Mais il y a une autre dimension à considérer. Beaucoup de cryptomonnaies sont des jetons spéculatifs avec peu de différences fondamentales entre eux. Bitcoin, cependant, possède des propriétés uniques : c’est l’actif le plus ancien dans l’espace, le plus éprouvé en conditions réelles, et — de manière cruciale — celui que même les régulateurs reconnaissent implicitement comme une marchandise plutôt qu’une sécurité.
« Bitcoin est différent. Ce n’est pas seulement l’actif le plus ancien et le plus testé dans cet espace, c’est peut-être le seul que tout le monde accepte comme une marchandise numérique », a argumenté Morgenstern. « Cela signifie que la voie d’inclusion dans tout cadre politique sera naturellement moins frictionnée, et les Bitcoiners doivent en comprendre cela. »
Pourtant, cet avantage potentiel est gaspillé. En regroupant Bitcoin avec toutes les autres cryptomonnaies sous une attaque réglementaire unifiée, les décideurs effacent des distinctions qui comptent. Le résultat : les entrepreneurs et fournisseurs de garde de Bitcoin font face à la même exclusion financière que des projets aux fondamentaux beaucoup plus flous.
Ce qui Arrive Ensuite : La Plaidoyer comme Infrastructure
Pour ceux qui croient que cette campagne réglementaire est erronée — ou pire, motivée par un biais contre la proposition de valeur fondamentale de Bitcoin de décentralisation — le chemin à suivre nécessite une implication active.

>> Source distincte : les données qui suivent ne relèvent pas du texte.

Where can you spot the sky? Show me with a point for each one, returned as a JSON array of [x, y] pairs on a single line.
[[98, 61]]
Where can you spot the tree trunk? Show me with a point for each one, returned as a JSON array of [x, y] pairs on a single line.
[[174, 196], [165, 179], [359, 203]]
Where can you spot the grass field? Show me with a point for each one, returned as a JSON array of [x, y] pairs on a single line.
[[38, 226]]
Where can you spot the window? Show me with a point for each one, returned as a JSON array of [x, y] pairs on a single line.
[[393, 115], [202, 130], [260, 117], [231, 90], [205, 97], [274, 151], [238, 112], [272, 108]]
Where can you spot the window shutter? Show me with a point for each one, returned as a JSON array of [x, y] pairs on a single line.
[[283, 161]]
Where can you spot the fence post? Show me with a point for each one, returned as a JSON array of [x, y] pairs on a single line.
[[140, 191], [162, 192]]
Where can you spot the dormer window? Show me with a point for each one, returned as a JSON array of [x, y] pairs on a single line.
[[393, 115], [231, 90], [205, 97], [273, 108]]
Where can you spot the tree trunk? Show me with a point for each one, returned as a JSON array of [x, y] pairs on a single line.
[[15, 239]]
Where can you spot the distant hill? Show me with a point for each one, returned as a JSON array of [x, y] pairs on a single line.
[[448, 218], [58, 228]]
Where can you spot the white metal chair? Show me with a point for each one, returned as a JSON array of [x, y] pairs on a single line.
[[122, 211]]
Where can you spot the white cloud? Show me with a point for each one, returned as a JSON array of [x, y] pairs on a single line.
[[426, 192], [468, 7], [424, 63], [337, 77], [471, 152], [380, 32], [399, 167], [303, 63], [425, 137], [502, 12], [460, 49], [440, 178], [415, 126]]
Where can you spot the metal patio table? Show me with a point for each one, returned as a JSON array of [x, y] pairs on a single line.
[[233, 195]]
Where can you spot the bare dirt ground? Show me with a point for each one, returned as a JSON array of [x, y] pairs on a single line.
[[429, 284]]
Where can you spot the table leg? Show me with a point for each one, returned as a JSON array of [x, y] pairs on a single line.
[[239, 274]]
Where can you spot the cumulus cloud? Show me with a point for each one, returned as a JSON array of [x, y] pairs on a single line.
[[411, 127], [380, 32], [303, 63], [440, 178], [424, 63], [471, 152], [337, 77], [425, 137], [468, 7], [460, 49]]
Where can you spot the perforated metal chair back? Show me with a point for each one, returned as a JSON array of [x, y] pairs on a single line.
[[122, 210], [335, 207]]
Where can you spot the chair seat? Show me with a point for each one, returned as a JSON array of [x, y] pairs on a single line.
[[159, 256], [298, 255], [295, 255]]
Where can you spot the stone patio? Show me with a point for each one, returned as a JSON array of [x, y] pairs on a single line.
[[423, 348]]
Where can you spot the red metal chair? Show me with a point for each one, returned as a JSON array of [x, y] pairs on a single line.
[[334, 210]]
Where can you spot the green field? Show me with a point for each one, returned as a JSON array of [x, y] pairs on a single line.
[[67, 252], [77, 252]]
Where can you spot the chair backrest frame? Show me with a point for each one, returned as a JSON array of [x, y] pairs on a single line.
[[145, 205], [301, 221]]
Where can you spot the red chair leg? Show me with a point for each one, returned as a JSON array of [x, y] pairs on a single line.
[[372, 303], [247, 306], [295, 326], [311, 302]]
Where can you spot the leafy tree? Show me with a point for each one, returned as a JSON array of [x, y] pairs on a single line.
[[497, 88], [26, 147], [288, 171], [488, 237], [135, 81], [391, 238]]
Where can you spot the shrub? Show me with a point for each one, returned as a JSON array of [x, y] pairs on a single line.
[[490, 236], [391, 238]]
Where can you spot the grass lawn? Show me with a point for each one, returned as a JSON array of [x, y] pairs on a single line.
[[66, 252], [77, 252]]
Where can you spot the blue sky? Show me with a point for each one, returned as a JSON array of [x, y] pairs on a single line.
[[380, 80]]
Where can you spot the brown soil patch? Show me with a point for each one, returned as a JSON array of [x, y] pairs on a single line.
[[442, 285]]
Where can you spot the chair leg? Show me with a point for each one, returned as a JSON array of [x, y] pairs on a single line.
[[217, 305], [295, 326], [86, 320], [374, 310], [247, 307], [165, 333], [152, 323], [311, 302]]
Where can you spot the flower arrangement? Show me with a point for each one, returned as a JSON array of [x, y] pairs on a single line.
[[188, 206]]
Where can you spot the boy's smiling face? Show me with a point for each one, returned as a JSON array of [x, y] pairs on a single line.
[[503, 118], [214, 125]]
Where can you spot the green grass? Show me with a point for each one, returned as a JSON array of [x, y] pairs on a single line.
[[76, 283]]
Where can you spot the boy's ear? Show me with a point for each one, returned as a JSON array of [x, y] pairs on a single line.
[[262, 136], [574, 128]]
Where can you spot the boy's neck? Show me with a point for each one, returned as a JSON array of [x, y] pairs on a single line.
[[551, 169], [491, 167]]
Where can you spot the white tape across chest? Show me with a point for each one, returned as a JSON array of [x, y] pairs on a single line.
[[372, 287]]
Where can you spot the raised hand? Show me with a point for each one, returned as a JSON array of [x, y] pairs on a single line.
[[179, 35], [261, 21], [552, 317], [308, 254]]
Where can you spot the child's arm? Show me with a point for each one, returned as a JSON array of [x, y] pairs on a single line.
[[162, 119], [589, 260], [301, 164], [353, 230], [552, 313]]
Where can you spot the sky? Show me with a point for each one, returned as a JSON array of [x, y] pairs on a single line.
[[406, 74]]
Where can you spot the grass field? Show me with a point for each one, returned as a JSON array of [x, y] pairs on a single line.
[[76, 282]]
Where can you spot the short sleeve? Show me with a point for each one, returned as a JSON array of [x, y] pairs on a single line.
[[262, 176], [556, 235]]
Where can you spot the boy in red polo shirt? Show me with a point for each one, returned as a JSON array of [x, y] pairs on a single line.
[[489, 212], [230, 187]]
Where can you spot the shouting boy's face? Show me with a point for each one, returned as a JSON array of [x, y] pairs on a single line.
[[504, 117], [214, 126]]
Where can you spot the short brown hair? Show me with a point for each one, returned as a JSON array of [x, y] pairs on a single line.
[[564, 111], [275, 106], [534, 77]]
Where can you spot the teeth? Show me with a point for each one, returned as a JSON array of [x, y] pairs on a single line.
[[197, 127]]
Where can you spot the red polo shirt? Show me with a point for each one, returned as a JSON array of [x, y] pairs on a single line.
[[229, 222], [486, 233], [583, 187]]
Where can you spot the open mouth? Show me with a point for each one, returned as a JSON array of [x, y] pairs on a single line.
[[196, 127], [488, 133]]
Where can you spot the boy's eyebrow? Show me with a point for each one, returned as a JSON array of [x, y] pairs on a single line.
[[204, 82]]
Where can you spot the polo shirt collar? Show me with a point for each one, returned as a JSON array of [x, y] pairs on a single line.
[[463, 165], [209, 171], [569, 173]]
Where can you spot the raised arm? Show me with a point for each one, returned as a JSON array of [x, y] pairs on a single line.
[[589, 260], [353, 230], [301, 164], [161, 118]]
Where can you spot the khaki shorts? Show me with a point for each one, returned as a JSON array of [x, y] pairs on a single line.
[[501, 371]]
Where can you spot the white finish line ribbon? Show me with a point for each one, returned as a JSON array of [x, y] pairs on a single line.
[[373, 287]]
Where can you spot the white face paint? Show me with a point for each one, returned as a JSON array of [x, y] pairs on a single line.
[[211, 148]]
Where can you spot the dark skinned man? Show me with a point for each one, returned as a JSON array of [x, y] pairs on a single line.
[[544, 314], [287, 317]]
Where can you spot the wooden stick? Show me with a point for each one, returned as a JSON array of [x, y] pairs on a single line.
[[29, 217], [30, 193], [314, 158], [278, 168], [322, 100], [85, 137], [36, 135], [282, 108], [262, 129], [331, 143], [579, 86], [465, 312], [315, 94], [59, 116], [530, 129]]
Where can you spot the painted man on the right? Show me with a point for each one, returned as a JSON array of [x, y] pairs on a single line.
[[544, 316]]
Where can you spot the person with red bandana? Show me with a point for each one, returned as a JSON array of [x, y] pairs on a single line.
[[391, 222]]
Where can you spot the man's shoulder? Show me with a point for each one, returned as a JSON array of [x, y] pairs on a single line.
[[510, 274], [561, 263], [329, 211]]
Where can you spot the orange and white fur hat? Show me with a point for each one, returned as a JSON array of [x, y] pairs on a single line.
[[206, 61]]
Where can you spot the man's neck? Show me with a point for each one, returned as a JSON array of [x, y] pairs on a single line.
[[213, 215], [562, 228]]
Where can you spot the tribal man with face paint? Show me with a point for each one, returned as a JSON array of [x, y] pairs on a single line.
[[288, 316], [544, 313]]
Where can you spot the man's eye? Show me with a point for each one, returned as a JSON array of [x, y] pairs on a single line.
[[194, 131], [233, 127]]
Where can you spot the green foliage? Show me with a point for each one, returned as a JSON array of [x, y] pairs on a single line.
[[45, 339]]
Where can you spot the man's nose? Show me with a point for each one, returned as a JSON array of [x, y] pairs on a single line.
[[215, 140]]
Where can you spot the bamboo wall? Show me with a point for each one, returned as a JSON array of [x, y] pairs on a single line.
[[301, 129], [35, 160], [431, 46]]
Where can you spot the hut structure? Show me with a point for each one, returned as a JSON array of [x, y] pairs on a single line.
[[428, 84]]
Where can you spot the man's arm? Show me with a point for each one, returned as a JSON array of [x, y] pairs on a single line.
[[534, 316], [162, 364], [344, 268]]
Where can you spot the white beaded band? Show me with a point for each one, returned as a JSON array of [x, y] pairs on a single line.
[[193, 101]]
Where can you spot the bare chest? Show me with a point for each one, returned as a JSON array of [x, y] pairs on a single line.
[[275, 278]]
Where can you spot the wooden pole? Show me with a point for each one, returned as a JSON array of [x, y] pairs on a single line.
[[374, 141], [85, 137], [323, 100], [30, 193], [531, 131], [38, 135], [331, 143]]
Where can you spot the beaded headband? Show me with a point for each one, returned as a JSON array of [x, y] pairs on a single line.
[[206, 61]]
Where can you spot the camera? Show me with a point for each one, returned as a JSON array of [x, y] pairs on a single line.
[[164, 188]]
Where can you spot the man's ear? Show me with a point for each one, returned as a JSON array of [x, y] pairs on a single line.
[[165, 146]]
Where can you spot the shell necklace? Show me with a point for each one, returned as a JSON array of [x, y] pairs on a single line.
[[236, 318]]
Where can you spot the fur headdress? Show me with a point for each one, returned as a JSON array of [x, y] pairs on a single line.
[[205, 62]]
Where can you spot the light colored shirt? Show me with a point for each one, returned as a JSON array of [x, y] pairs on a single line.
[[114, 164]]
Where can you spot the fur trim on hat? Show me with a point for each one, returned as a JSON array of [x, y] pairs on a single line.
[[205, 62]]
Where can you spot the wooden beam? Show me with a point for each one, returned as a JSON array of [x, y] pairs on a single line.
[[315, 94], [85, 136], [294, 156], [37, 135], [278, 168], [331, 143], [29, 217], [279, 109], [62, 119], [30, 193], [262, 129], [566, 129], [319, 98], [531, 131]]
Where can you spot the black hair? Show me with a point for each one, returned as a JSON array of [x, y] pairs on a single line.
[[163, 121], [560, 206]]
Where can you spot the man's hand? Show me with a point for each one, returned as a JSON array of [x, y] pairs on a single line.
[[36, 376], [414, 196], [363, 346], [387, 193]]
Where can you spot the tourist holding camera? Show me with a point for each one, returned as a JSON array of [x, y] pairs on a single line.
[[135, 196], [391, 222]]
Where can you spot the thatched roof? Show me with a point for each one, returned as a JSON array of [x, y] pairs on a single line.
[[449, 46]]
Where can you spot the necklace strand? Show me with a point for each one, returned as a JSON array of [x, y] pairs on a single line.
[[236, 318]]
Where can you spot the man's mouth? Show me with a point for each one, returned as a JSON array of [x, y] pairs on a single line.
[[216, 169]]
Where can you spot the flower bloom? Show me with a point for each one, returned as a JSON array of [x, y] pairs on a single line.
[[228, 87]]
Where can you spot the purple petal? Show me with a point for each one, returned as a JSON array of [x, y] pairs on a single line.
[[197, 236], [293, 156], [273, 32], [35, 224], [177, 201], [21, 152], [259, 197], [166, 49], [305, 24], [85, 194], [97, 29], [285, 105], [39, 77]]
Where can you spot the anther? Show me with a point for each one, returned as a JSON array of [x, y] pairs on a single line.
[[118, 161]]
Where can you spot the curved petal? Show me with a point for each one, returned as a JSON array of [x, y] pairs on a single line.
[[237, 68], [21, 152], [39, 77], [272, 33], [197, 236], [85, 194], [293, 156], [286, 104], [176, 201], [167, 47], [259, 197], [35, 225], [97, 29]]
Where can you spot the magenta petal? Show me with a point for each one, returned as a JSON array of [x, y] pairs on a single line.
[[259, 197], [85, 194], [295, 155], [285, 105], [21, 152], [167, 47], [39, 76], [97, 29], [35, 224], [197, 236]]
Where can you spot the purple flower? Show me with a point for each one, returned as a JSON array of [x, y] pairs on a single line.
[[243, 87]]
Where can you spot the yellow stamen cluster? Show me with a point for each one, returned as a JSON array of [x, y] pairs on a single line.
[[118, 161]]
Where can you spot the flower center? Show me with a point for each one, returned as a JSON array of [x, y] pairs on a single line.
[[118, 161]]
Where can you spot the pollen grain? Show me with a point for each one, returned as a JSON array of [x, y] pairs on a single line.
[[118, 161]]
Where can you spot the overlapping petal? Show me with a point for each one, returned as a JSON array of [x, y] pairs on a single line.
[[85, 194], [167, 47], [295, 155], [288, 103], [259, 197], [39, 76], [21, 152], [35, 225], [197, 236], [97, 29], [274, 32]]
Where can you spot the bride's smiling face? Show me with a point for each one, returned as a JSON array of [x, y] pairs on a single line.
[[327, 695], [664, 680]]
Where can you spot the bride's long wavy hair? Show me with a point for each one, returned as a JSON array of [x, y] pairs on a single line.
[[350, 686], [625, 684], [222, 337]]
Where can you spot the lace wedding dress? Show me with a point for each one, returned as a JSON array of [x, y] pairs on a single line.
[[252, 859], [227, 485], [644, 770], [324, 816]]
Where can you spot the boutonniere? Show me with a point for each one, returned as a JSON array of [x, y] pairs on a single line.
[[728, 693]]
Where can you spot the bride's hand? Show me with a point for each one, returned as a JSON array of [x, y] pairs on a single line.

« Engagez-vous auprès de vos représentants élus », a exhorté Morgenstern. « Aidez-les à comprendre que la technologie de registre décentralisé de Bitcoin démocratise la finance, crée des transactions plus rapides et moins chères, et offre une flexibilité essentielle aux consommateurs en période de crise du système financier centralisé. Cela prendra du temps, des efforts et beaucoup de communication, mais nous devons travailler ensemble pour aider nos dirigeants à réaliser combien de votes et de prospérité sont en jeu. »
Le sénateur Hagerty a été encore plus direct : « Ce n’est plus une question où les gens peuvent se permettre d’être en retrait. J’encourage ceux qui veulent voir les actifs numériques prospérer aux États-Unis à faire entendre leur voix, que ce soit lors du vote ou en contactant leurs législateurs et en leur demandant de soutenir des propositions politiques constructives. »
Le point de choke point financier se resserre progressivement — par le biais de déclarations politiques, de clarifications réglementaires et d’actions d’application qui, chacune isolément, semblent raisonnables. Collectivement, ils construisent un mur entre Bitcoin et le système financier réglementé. La durabilité de ce mur dépendra de la mobilisation de la communauté Bitcoin pour faire reculer ces mesures. Le précédent de l’Operation Choke Point suggère qu’une pression soutenue et un plaidoyer public peuvent finir par forcer un revirement politique. Mais d’abord, il faut comprendre ce qui se passe réellement.